March 30, 2016 / Toby Dayton

March NFP Of Just 100,000 Jobs Will Be Well Below Consensus Estimates

It may have always been the case, but increasingly these days it seems as if we are in an era of enormous questions with monumental import. Along a spectrum moving from alarming to horrifying to cataclysmic, those questions would include the following: Can Donald Trump really capture the GOP nomination, and if so, what will arise from the bloody GOP carnage following the most gratifying electoral rout in American history? Can ISIS be obliterated and, related, what is the likelihood of more regular terrorism events in the west and around the world? Has climate change progressed beyond the point of no return, resulting in the ultimate demise of the planet?

How’s that for a happy spring?

It’s no wonder that in the face of such terrifying chaos, we’ve seen shocking increases in opiate addiction and, just as anesthetizing, the rise of binge-devouring epically-awesome serial television. And speaking of the latter, I’d add a few additional questions such as….will John Snow return in Season 6 (yes, of course), is R+L=J correct (seems likely), and will there ever again be a character anywhere in all of fiction as gloriously perfect as Tyrion Lannister (never)?
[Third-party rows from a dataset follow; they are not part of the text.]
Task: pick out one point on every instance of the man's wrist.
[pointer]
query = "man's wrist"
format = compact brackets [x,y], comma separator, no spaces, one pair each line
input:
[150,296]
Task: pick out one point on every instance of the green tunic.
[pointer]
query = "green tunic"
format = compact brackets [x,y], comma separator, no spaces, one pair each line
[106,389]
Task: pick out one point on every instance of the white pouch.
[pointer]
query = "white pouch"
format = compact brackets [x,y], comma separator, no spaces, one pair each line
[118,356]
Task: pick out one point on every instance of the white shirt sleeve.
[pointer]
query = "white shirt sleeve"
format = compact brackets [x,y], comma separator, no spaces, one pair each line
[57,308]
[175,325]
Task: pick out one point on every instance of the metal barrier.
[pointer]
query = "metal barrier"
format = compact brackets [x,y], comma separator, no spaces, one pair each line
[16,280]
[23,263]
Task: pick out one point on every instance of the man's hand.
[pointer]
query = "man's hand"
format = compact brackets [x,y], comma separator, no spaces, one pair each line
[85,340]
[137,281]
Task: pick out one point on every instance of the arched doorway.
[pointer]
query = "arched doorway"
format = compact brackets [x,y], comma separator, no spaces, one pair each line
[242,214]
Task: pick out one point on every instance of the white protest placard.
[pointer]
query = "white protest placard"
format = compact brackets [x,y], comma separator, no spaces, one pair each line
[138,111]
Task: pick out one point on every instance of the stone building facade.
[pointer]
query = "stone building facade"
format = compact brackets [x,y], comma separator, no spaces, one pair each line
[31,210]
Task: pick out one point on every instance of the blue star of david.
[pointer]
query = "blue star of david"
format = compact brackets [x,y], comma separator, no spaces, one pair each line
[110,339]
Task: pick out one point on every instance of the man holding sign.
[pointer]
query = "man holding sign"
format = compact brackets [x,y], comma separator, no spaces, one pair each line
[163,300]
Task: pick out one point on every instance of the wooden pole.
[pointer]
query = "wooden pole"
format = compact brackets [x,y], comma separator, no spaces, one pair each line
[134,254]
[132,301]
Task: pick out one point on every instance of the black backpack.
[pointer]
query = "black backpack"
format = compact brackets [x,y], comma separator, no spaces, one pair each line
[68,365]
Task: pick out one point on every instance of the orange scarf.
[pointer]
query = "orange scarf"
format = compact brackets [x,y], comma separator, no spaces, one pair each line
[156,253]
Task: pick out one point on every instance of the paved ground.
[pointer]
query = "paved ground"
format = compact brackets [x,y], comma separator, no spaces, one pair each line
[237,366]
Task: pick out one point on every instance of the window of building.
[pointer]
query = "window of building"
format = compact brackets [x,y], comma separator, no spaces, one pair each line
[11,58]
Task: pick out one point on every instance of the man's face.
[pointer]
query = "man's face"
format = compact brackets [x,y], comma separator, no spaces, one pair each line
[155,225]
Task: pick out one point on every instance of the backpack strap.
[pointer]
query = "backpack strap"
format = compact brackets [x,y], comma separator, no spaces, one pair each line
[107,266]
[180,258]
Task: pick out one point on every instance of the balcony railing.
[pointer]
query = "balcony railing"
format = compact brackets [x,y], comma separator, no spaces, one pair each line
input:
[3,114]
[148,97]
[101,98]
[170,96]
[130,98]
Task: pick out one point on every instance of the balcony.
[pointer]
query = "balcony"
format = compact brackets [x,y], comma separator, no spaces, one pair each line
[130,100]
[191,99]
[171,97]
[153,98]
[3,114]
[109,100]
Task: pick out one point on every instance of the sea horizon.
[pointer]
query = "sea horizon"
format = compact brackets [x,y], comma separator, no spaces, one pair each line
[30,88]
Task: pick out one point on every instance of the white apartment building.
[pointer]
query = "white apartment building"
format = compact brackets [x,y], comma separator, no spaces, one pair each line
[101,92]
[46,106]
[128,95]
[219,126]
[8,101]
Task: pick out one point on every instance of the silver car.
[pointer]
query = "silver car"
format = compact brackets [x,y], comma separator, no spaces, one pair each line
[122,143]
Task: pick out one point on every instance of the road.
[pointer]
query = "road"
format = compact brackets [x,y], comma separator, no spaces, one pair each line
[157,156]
A little more mundane, perhaps, but no less uncertain are the endless questions swirling around the U.S. economy as Q1 comes to a close. How strong are the fundamentals underlying the economy? How long will oil prices stay so low and what impact will protracted low prices have on the economy? How long can we expect to remain sufficiently immune to persistent global weakness? How sustainable is solid consumer confidence and how far can a resilient consumer carry the U.S. economy? Is the inflation bogey-man anywhere to be found? Lastly, and most crucially, are the mysteries and vagaries surrounding the U.S. labor market.

As has been the case for nearly a decade now, all these questions coalesce into a single question – how far will the Fed raise interest rates this year? In explaining the recent decision to slow the projected path of rate increases laid out in December, Fed Chair Janet Yellen stated Tuesday that, “Given the risks to the outlook, I consider it appropriate for the committee to proceed cautiously in adjusting policy.” She further added that, “The major thing that’s changed between December and March that affects the baseline outlook is a slightly weaker projected pace of global growth. Global developments pose ongoing risks.”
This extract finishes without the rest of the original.